Lest we forget.
Today is #RemembranceDay2020. We may not be able to mark this occasion all together as we usually do, but our students and staff will still observe a #TwoMinuteSilence at 11am.
We encourage you all to join us in this silence, wherever you are. 🌹
What is Armistice Day and why do we mark this day in Britain?
Here's an explanation from @RoyalBritishLegion: "The Armistice, an agreement to end the fighting of the First World War as a prelude to peace negotiations, began at 11am on 11 November 1918.
Armistice is Latin for to stand (still) arms.
To this day we mark Armistice Day around the United Kingdom with a Two Minute Silence at 11am on the 11th day of the 11th month.
Remembrance honours those who serve to defend our democratic freedoms and way of life. We unite across faiths, cultures and backgrounds to remember the service and sacrifice of the Armed Forces community from Britain and the Commonwealth. We will remember them."

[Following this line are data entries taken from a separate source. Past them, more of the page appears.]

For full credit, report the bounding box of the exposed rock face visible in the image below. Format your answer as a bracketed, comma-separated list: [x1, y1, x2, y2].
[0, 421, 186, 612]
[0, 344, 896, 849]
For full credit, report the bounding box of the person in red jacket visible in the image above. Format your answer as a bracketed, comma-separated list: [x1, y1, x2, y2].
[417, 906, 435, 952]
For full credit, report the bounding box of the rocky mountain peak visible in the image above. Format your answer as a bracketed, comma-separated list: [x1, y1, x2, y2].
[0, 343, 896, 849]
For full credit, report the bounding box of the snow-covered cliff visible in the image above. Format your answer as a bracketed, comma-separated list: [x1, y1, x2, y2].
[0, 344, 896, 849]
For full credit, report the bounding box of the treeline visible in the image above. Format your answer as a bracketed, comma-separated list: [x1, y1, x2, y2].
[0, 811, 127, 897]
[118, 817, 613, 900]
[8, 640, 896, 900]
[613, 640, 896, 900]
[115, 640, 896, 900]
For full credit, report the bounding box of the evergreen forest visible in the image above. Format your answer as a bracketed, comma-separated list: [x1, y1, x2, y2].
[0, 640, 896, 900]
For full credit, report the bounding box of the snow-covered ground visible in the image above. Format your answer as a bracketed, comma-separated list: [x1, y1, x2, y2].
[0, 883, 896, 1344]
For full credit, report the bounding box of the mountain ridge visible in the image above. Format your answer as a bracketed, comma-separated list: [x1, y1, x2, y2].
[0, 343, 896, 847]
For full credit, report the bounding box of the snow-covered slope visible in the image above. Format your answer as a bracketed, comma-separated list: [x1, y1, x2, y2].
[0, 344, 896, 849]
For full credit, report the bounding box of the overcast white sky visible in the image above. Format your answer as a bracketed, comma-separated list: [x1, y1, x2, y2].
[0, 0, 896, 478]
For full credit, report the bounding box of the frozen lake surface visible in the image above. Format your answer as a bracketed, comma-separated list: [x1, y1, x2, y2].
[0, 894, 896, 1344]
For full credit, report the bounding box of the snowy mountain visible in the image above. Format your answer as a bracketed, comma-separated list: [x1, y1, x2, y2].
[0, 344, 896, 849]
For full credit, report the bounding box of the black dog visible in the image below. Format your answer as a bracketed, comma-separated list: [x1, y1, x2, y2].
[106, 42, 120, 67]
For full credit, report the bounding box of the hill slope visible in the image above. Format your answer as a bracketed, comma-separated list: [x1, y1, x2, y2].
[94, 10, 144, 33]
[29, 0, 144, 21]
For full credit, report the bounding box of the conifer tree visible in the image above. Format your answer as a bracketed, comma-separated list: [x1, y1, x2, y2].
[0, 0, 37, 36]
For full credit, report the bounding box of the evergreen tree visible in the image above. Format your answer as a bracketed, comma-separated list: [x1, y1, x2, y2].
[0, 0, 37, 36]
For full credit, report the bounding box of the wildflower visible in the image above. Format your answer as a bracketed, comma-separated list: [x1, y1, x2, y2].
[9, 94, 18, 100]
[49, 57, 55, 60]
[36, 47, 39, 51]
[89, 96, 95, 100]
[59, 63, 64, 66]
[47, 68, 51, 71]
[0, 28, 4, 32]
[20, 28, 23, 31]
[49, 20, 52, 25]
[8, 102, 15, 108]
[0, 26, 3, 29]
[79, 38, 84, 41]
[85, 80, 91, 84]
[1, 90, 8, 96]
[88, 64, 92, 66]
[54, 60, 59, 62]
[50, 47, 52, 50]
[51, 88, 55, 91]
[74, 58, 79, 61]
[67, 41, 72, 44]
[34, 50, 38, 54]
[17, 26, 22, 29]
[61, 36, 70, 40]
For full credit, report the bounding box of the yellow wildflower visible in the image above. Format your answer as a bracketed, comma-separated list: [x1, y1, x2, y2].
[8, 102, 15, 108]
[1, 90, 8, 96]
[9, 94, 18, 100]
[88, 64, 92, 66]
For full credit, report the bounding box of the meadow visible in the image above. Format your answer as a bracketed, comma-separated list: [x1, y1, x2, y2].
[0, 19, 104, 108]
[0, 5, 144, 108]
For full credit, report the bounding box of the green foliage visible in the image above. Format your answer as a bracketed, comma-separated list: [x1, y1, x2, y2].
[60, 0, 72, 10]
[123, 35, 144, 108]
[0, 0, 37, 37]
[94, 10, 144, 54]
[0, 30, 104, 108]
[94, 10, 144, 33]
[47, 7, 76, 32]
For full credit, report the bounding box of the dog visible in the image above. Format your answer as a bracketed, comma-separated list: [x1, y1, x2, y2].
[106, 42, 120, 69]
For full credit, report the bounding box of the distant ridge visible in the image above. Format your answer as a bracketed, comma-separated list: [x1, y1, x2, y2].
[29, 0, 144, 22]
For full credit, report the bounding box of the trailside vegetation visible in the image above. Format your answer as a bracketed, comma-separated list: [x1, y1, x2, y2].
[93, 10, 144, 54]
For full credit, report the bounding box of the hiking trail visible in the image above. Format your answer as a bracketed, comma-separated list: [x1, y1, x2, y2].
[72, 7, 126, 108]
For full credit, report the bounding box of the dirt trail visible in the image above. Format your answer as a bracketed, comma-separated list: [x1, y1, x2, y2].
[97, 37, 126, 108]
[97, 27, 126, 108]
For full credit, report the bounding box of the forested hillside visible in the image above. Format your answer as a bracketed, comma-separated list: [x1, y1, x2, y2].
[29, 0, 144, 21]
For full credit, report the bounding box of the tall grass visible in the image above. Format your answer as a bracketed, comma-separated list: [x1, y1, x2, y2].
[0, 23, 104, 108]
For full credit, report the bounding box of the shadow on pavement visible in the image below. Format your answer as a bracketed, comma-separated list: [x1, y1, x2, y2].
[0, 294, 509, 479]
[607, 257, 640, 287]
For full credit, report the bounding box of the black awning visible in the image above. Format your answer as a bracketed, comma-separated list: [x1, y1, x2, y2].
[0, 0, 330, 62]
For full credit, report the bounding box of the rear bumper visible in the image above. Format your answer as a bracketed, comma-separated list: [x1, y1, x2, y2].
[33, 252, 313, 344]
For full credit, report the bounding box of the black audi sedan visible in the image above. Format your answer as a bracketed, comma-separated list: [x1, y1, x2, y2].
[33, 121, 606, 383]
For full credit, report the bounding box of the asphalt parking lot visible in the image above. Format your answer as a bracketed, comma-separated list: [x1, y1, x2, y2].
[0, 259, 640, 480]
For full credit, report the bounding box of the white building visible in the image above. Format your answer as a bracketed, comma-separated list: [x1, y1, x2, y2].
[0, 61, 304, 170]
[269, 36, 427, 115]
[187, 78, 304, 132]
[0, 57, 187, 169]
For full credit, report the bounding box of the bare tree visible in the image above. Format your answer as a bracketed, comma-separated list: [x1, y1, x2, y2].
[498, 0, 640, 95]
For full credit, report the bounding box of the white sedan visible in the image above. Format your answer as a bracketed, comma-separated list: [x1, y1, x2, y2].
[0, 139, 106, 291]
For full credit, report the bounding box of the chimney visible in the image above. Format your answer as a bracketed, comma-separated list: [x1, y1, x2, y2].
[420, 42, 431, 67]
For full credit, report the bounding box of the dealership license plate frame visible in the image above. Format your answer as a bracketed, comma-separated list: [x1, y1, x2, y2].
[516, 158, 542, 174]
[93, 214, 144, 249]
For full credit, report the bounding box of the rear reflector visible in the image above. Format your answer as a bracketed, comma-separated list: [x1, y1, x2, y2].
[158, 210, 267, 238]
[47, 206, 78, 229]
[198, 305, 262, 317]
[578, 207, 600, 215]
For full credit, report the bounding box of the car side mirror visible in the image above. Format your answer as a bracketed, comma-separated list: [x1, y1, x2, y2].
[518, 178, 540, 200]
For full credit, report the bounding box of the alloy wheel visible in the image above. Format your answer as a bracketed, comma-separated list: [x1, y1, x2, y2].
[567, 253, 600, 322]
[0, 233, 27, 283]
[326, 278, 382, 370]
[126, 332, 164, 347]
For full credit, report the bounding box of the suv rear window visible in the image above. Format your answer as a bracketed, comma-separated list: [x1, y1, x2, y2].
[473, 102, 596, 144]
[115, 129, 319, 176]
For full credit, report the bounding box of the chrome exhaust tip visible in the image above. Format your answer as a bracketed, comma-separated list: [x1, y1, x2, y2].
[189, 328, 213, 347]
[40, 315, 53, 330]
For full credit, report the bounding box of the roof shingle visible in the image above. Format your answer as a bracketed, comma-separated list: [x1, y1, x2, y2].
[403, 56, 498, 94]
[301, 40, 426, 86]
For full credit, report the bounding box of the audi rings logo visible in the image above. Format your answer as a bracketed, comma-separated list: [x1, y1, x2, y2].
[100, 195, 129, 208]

Remembrance and the poppy... why a poppy?
"The poppy is a symbol of Remembrance and hope, including hope for a positive future and peaceful world.
They are a show of support for the Armed Forces community, those currently serving, ex-serving personnel and their families; and a symbol of Remembrance for all those who have fallen in conflict.
John McCrae wrote the poem 'In Flanders Fields' which inspired the use of the poppy as a symbol of Remembrance.
In the spring of 1915, shortly after losing a friend in Ypres, a Canadian doctor, Lieutenant Colonel John McCrae wrote his now famous poem after seeing poppies growing in battle-scarred fields."